After establishing safety, the clinical feasibility of β2-adrenergic agonists must be determined. One study looked at the pharmacokinetics in healthy volunteers of formoterol, a highly potent β2-adrenergic receptor agonist and the same drug used in the mouse studies previously cited [32]. Formoterol had high plasma concentrations after inhalation with slow elimination, with a terminal half-life of about ten hours [32]. This predicted a sustained plasma concentration after twice daily dosing, with a high safety margin without any clinically significant consequences seen with β-receptor agonism such as tachycardia, hyperkalemia, or QTc interval prolongation [32].

Conclusions

Chronic pain, regardless of etiology, is widespread and is of significant medical and public health concern. The economic costs of chronic pain in the USA alone is estimated to be between $560 and $635 billion [33, 34]. Because of the high impact to the population, much research has gone into developing therapies for the treatment of pain. While opioids are efficacious in the treatment of pain, their overuse and misuses has led to high levels of morbidity and mortality [15, 16]. Because of this, there is a necessity to find different pharmacologic agents to augment, reduce, or replace opioid medications in the treatment of chronic pain. Multimodal analgesia is crucial, and novel pain medications will be welcome.

Many non-opioid drug classes currently exist for the treatment of chronic pain. Nonsteroidal anti-inflammatory medications, acetaminophen, various topical patches and creams, and supplements are available over the counter. Medications initially developed for other fields of medicine have been co-opted for pain control, and today, SNRIs, TCAs, gabapentinoids, and anticonvulsant medications are all commonly seen in chronic pain regimens. These medications are reinforced with various other therapies, ranging from mindfulness to invasive surgical techniques [3537]. However, despite the wide array of available medications and therapies, chronic pain remains difficult to treat, and research into novel pain medications is necessary.

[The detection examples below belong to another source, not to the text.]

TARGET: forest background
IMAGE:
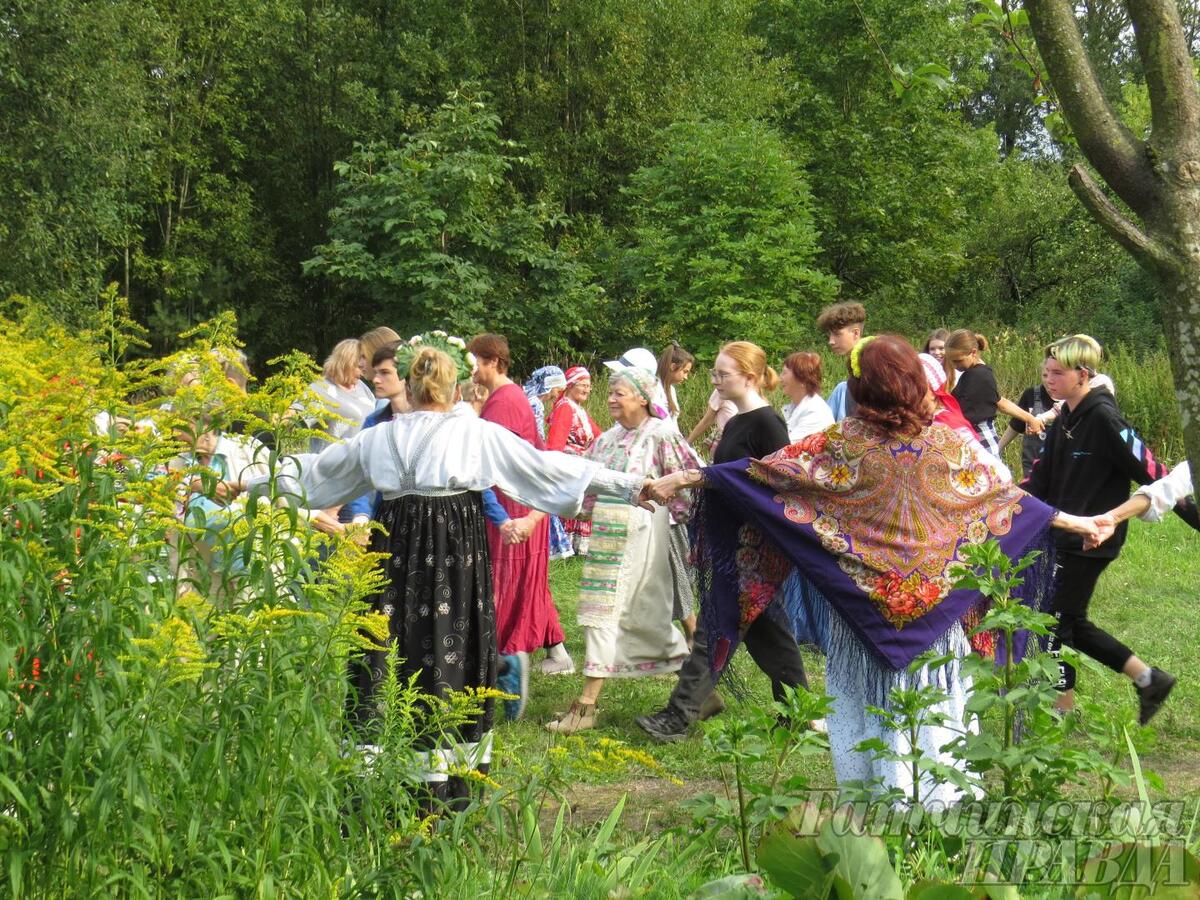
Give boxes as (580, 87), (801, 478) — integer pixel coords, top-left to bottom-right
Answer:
(0, 0), (1200, 369)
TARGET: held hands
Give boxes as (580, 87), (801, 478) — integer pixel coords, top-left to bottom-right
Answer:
(1084, 512), (1117, 550)
(500, 516), (533, 544)
(1057, 512), (1117, 550)
(638, 470), (690, 511)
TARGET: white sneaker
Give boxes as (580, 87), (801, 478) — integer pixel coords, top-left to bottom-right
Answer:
(541, 643), (575, 674)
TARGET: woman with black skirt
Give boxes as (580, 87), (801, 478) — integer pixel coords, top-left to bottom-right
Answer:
(264, 335), (643, 799)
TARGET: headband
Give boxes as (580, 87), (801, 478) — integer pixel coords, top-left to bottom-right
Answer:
(396, 331), (475, 382)
(608, 366), (667, 419)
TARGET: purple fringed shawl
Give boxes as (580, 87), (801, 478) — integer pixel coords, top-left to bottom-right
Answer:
(695, 418), (1054, 673)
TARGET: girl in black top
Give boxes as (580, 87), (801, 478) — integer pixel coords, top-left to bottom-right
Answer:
(942, 328), (1044, 456)
(637, 341), (809, 740)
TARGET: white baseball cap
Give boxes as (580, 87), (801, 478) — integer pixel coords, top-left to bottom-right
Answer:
(605, 347), (659, 372)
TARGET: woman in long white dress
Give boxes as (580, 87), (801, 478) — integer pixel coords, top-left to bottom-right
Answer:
(546, 368), (700, 733)
(652, 336), (1098, 804)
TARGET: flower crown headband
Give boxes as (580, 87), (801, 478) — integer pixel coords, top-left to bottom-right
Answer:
(396, 331), (475, 382)
(850, 335), (875, 378)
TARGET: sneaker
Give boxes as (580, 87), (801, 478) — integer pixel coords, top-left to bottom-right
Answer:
(546, 701), (596, 734)
(541, 656), (575, 674)
(634, 706), (690, 742)
(696, 691), (725, 722)
(1136, 668), (1175, 725)
(541, 643), (575, 674)
(496, 653), (529, 722)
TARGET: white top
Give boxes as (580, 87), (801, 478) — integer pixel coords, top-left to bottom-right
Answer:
(784, 394), (833, 444)
(1134, 462), (1193, 522)
(261, 407), (642, 518)
(650, 378), (679, 431)
(310, 378), (378, 452)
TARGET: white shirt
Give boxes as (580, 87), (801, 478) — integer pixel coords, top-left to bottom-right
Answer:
(1134, 462), (1193, 522)
(784, 394), (833, 444)
(262, 407), (642, 518)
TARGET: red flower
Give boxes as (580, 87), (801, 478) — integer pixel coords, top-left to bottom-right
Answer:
(917, 581), (942, 604)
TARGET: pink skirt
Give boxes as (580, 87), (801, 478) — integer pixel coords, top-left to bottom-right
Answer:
(487, 490), (563, 654)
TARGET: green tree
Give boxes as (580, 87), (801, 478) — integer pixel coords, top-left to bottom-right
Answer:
(305, 90), (599, 355)
(1025, 0), (1200, 494)
(0, 0), (154, 326)
(755, 0), (997, 334)
(613, 122), (836, 353)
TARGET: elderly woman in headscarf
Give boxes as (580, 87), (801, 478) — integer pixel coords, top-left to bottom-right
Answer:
(546, 368), (701, 733)
(638, 335), (1099, 805)
(522, 366), (575, 561)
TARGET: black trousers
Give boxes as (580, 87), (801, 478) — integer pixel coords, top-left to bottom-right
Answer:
(1050, 553), (1133, 691)
(667, 612), (809, 722)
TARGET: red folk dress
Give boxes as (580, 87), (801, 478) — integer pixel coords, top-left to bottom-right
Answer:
(546, 396), (600, 538)
(479, 383), (563, 654)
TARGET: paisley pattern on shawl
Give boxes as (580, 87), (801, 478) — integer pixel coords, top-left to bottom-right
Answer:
(750, 419), (1022, 628)
(697, 418), (1052, 671)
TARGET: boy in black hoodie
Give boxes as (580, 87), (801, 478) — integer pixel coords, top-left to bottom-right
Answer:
(1021, 335), (1175, 725)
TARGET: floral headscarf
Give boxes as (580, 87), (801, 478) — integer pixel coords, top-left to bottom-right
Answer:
(566, 366), (592, 388)
(608, 366), (670, 419)
(524, 366), (566, 400)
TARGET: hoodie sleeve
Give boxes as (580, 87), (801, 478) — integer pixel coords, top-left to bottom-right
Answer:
(1021, 422), (1060, 500)
(1105, 408), (1168, 485)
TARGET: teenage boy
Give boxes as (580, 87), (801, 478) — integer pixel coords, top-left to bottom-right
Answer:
(817, 302), (866, 422)
(1022, 335), (1175, 725)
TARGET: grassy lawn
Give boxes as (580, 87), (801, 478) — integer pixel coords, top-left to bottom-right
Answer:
(497, 516), (1200, 821)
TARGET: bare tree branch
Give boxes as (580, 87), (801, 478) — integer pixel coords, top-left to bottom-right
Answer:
(1126, 0), (1200, 154)
(1067, 166), (1170, 270)
(1025, 0), (1157, 215)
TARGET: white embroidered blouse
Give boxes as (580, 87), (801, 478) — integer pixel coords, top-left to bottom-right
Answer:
(259, 407), (642, 518)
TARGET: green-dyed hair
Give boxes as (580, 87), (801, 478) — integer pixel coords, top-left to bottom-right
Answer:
(1046, 335), (1102, 376)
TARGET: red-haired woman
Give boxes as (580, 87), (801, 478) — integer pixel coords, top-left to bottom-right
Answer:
(779, 352), (833, 444)
(542, 366), (601, 561)
(652, 336), (1099, 803)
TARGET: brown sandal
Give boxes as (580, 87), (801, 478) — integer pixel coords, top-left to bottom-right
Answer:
(546, 700), (596, 734)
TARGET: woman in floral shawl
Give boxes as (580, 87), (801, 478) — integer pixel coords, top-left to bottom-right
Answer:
(546, 368), (700, 733)
(654, 336), (1096, 803)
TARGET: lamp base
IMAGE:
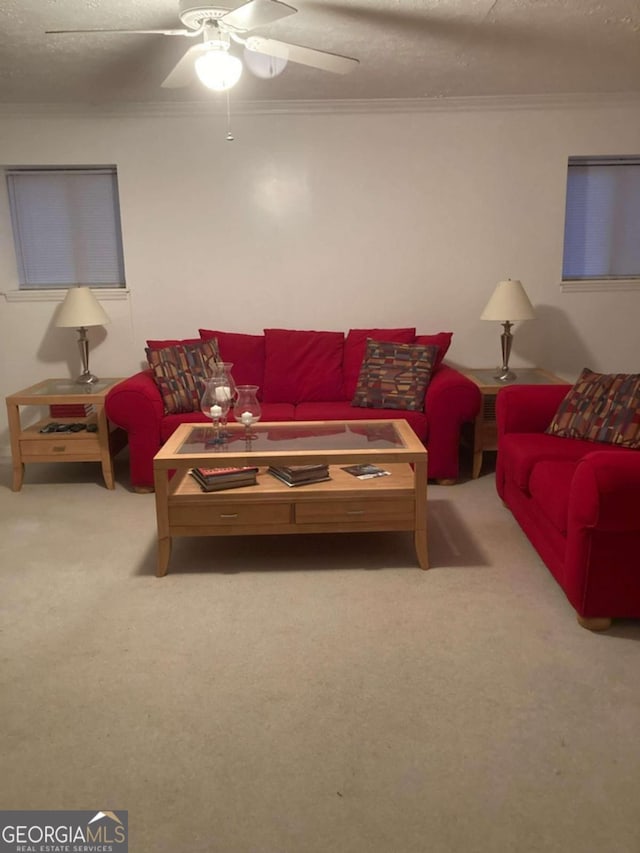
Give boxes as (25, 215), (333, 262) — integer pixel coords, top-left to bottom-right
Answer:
(493, 367), (516, 382)
(76, 370), (100, 385)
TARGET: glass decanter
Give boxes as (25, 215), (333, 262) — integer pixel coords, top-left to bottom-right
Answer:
(200, 362), (236, 443)
(233, 385), (262, 437)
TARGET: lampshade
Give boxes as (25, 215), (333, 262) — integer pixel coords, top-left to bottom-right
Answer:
(55, 287), (109, 329)
(195, 49), (242, 92)
(480, 279), (536, 323)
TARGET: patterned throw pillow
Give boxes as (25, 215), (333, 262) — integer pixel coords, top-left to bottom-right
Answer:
(146, 339), (221, 414)
(351, 339), (439, 412)
(546, 367), (640, 449)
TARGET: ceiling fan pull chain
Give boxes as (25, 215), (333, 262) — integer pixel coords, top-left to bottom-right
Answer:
(225, 89), (234, 142)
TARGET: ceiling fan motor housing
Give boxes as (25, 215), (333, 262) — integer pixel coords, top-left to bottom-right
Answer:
(178, 0), (236, 30)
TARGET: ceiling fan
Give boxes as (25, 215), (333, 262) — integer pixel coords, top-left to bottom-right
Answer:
(46, 0), (359, 91)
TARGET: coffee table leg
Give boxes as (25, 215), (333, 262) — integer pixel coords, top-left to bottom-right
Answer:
(413, 462), (429, 569)
(153, 469), (171, 578)
(7, 402), (24, 492)
(156, 536), (171, 578)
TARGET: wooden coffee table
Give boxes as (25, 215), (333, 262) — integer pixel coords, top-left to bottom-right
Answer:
(153, 420), (429, 577)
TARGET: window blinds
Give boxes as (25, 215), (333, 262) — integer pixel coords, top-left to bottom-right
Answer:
(6, 168), (125, 289)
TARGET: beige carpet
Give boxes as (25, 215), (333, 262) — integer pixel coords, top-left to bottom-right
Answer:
(0, 452), (640, 853)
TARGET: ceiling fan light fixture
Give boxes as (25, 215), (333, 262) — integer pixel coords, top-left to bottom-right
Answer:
(195, 50), (242, 92)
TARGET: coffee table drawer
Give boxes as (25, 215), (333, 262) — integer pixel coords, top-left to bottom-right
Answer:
(169, 499), (291, 527)
(295, 498), (415, 524)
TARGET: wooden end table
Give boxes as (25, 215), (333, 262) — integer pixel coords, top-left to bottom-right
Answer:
(459, 367), (567, 480)
(6, 379), (127, 492)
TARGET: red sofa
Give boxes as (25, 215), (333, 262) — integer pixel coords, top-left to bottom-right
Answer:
(105, 328), (481, 491)
(496, 385), (640, 630)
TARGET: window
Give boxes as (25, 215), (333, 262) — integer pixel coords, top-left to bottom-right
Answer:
(562, 157), (640, 282)
(6, 167), (125, 290)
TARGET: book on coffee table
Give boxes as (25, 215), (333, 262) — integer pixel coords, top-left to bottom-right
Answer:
(189, 467), (258, 492)
(267, 465), (331, 486)
(342, 463), (391, 480)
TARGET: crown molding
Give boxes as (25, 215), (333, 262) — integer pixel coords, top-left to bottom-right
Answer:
(0, 92), (640, 119)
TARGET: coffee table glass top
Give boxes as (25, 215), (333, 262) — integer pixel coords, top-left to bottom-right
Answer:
(176, 421), (406, 454)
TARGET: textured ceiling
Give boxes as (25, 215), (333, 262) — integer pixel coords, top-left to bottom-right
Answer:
(0, 0), (640, 104)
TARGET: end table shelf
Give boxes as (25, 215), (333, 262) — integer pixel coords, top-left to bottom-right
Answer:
(6, 379), (127, 492)
(460, 367), (567, 480)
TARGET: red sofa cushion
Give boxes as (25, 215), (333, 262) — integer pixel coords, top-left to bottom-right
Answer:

One such target is the sympathetic nervous system and, specifically, the β2-adrenergic receptor. The β2-adrenergic agonist class of medications has previously been used extensively to treat asthma and chronic obstructive pulmonary diseases [38], but their potential use for pain relief is only now being investigated. The current studies have shown that β2-adrenergic receptors are essential for the analgesic effect of SNRIs and that analgesia from β2-adrenergic agonism is mediated by the δ-opioid receptor [21, 25••, 26]. These studies show that β2-adrenergic receptor agonists may be potential targets for future drug therapies to treat chronic pain. However, questions remain regarding safety, clinical feasibility, and how this novel drug class would best be integrated into existing pain treatment regimens.